The subaquanauts first had to fast for 24 hours – there are no heads in this vessel – and then faced an 11 hour dive with two others in the 6 foot sphere. They were given a cyanide tablet each – maybe in case they didn't get on – and spent 2½ hours going down. The two submersibles went down together (as a somewhat desperate safety measure presumably) and in the 6 hours on the bottom they saw the deck, the bow, Captain Smith's bath, chandeliers, toilet bowls and cups.
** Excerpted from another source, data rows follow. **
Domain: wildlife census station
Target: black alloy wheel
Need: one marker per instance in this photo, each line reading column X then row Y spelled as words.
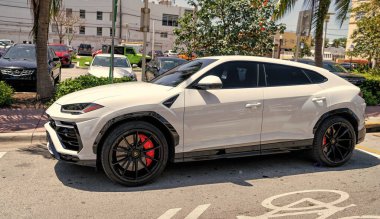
column 334, row 142
column 134, row 154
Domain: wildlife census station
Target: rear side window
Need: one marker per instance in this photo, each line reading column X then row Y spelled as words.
column 315, row 77
column 283, row 75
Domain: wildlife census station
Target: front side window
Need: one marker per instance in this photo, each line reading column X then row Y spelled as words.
column 236, row 74
column 181, row 73
column 283, row 75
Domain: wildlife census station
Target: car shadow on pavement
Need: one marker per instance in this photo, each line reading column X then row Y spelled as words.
column 237, row 171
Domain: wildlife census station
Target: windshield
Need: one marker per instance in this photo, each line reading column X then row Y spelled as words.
column 167, row 64
column 59, row 48
column 181, row 73
column 105, row 62
column 21, row 52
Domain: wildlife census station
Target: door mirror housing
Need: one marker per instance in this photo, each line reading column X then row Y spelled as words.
column 209, row 82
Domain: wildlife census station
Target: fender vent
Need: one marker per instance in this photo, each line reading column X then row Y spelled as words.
column 169, row 102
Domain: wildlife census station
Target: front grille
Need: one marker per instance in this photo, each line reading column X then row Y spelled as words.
column 68, row 134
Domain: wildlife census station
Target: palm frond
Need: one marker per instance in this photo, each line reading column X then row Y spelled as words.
column 342, row 7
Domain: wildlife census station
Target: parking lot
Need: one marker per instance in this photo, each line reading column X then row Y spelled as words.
column 285, row 185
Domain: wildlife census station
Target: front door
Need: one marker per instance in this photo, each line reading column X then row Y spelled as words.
column 230, row 117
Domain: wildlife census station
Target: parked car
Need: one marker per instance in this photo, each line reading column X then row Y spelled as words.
column 63, row 52
column 130, row 52
column 160, row 65
column 338, row 70
column 100, row 66
column 18, row 66
column 6, row 43
column 213, row 107
column 157, row 53
column 85, row 49
column 186, row 56
column 170, row 53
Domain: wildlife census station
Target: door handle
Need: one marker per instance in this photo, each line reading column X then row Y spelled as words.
column 318, row 99
column 252, row 105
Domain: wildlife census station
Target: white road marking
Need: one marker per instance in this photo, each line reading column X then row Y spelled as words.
column 370, row 153
column 198, row 211
column 2, row 154
column 170, row 213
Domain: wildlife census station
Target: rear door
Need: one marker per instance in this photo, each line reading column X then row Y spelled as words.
column 228, row 118
column 293, row 98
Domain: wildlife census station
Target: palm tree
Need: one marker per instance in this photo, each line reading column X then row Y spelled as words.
column 42, row 11
column 320, row 9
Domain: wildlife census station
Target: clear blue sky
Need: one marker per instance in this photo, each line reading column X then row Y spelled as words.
column 334, row 30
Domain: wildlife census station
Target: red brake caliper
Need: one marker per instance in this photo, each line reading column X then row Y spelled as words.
column 148, row 145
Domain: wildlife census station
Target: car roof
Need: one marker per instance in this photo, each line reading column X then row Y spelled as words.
column 264, row 59
column 109, row 55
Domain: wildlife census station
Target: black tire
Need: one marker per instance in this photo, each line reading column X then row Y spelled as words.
column 334, row 142
column 123, row 152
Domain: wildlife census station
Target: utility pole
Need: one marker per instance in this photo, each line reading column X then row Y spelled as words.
column 144, row 26
column 153, row 33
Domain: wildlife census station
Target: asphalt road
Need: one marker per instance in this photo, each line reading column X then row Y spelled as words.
column 33, row 185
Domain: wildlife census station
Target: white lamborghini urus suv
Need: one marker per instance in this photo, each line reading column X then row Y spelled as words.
column 214, row 107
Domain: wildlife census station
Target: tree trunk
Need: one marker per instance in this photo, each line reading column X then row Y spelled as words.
column 322, row 11
column 45, row 85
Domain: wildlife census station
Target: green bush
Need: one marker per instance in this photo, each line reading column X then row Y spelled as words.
column 371, row 91
column 83, row 82
column 6, row 92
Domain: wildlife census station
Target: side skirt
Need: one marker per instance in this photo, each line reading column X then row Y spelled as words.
column 245, row 151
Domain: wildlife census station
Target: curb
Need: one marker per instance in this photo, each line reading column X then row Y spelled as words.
column 24, row 138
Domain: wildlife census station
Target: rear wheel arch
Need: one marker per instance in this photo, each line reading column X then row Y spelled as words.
column 345, row 113
column 153, row 118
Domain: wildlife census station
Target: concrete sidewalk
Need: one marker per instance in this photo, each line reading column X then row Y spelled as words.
column 26, row 125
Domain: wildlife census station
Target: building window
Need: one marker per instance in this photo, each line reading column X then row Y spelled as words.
column 69, row 12
column 82, row 14
column 170, row 20
column 82, row 30
column 99, row 15
column 69, row 30
column 99, row 31
column 54, row 28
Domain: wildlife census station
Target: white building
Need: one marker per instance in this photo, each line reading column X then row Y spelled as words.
column 96, row 22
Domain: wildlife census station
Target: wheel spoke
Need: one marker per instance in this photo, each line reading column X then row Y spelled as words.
column 126, row 168
column 151, row 149
column 343, row 133
column 135, row 163
column 149, row 157
column 146, row 168
column 119, row 161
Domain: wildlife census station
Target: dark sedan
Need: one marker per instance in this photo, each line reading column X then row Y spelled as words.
column 338, row 70
column 160, row 65
column 18, row 66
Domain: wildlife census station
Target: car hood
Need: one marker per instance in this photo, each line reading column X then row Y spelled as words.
column 135, row 90
column 14, row 63
column 104, row 72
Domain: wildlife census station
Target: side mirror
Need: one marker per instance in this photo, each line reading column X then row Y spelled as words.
column 209, row 82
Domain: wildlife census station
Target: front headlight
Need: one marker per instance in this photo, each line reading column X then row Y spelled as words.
column 80, row 108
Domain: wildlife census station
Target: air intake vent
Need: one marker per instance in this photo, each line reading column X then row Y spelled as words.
column 169, row 102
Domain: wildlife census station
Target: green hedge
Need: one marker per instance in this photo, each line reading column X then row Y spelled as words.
column 83, row 82
column 6, row 92
column 371, row 91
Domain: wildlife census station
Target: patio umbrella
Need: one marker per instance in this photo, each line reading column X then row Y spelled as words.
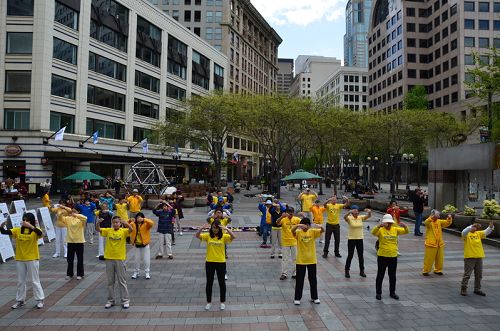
column 301, row 175
column 84, row 175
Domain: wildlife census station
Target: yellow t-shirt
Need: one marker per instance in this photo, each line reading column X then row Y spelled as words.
column 115, row 243
column 355, row 229
column 75, row 226
column 287, row 238
column 473, row 247
column 306, row 245
column 121, row 211
column 307, row 201
column 135, row 203
column 215, row 247
column 318, row 214
column 26, row 245
column 388, row 240
column 333, row 211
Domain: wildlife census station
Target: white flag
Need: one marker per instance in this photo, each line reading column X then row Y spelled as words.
column 60, row 134
column 145, row 146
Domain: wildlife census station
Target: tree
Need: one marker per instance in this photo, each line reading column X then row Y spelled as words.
column 206, row 122
column 416, row 98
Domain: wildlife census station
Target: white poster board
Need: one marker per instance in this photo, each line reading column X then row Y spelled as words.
column 44, row 216
column 18, row 207
column 6, row 249
column 32, row 211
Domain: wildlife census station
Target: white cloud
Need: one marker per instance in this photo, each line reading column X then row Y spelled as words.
column 300, row 12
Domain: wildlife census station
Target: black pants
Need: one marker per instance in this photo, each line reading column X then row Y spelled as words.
column 351, row 245
column 75, row 248
column 335, row 229
column 390, row 263
column 211, row 268
column 299, row 281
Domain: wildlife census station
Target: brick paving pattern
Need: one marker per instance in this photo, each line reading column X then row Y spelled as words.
column 174, row 298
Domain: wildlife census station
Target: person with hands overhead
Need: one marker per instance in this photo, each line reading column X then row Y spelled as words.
column 27, row 259
column 115, row 254
column 355, row 238
column 473, row 256
column 306, row 235
column 434, row 243
column 387, row 253
column 215, row 261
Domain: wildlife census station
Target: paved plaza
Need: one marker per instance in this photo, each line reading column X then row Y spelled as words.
column 174, row 298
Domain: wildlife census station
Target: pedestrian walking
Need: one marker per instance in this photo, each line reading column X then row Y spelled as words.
column 115, row 255
column 215, row 261
column 333, row 210
column 140, row 238
column 165, row 213
column 27, row 259
column 355, row 238
column 288, row 243
column 306, row 234
column 387, row 253
column 434, row 243
column 473, row 256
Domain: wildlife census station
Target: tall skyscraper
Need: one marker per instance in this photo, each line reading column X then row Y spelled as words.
column 358, row 13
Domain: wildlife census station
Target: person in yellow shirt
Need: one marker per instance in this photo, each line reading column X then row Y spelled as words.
column 355, row 238
column 317, row 211
column 75, row 238
column 115, row 254
column 27, row 259
column 434, row 243
column 307, row 199
column 333, row 210
column 215, row 261
column 306, row 235
column 140, row 238
column 387, row 253
column 288, row 242
column 473, row 256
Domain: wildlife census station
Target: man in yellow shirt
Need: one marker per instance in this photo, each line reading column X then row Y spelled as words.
column 355, row 238
column 387, row 253
column 434, row 243
column 115, row 254
column 306, row 234
column 333, row 210
column 473, row 256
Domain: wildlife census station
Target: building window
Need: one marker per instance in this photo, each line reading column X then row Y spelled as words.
column 65, row 51
column 20, row 7
column 19, row 42
column 18, row 81
column 59, row 120
column 16, row 119
column 105, row 66
column 63, row 87
column 66, row 16
column 106, row 129
column 105, row 98
column 148, row 45
column 146, row 81
column 176, row 92
column 177, row 57
column 145, row 108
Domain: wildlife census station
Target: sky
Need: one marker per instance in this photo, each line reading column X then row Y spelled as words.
column 311, row 27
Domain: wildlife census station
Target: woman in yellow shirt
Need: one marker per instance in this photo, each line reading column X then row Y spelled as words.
column 306, row 258
column 387, row 254
column 27, row 259
column 216, row 258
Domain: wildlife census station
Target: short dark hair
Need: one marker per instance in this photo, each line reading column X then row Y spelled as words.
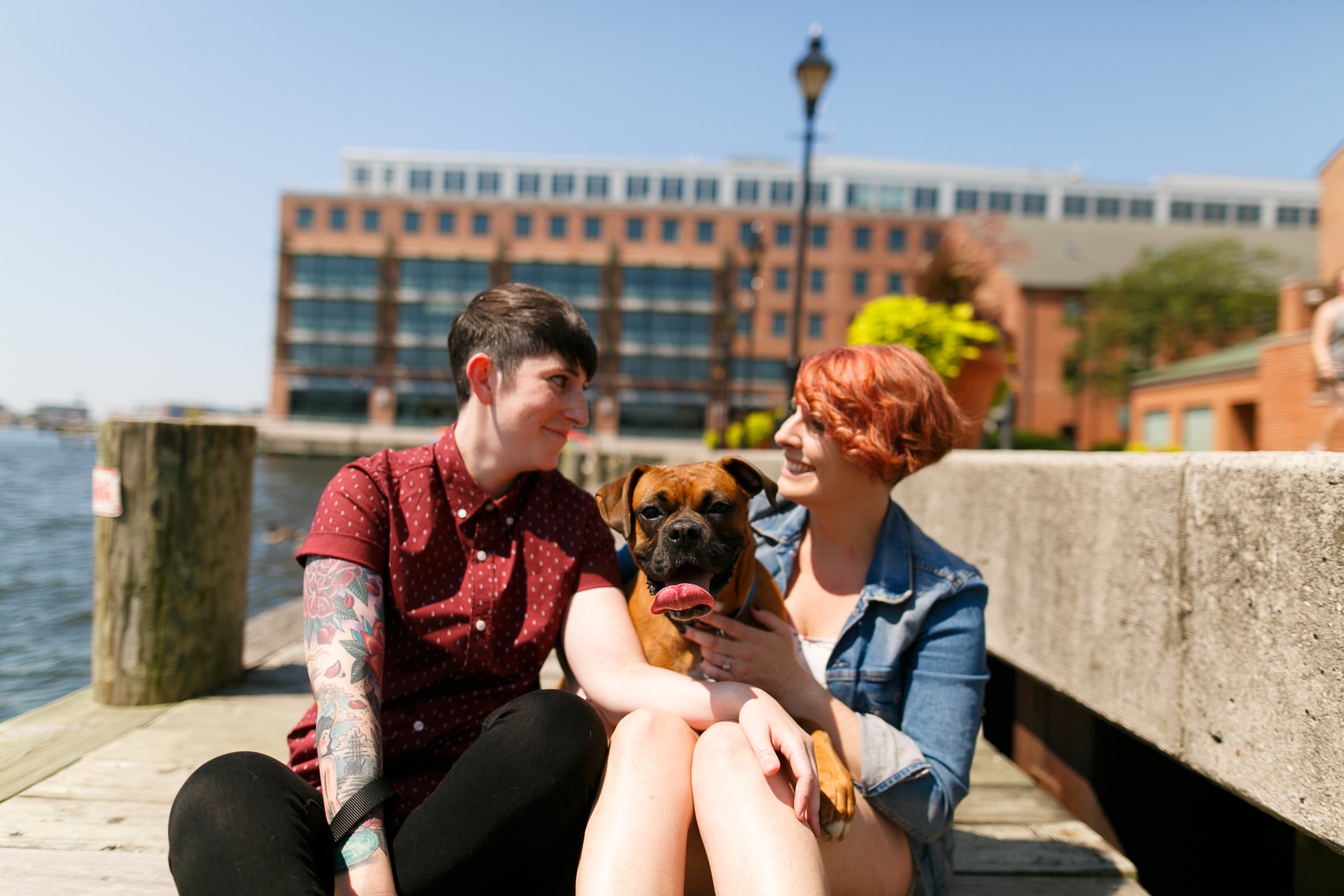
column 515, row 321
The debris was spread over an area the size of London. Skeletons (is this too much information for seafarers?) dissolve in just 18 months but the tannin in leather means that shoes and suitcases last almost forever. The wreck is crumbling quietly away at an ever faster rate; whole chunks of the deck are ready to collapse.
The high point for me was when the two subs accidentally collided while creeping about beside the hull. A loud bang apparently. I'm not a natural panicker but I'd have swallowed my suicide pill there and then. Fortunately Steve didn't and 2 ½ hours later emerged into the sun.
This was an extraordinary tale, well-told and well illustrated. Afterwards everyone I spoke to agreed that it was not a trip for them. Three people for eleven hours at near five hundred atmospheres pressure in something the size of a VW Beetle without facilities was just too much. It made sailing seem sane.
Steve? He's going down again this summer. But he really wants to dive to the Bismarck. She's resting on a mountainside about 5 miles down in the Atlantic. So that will be a real adventure.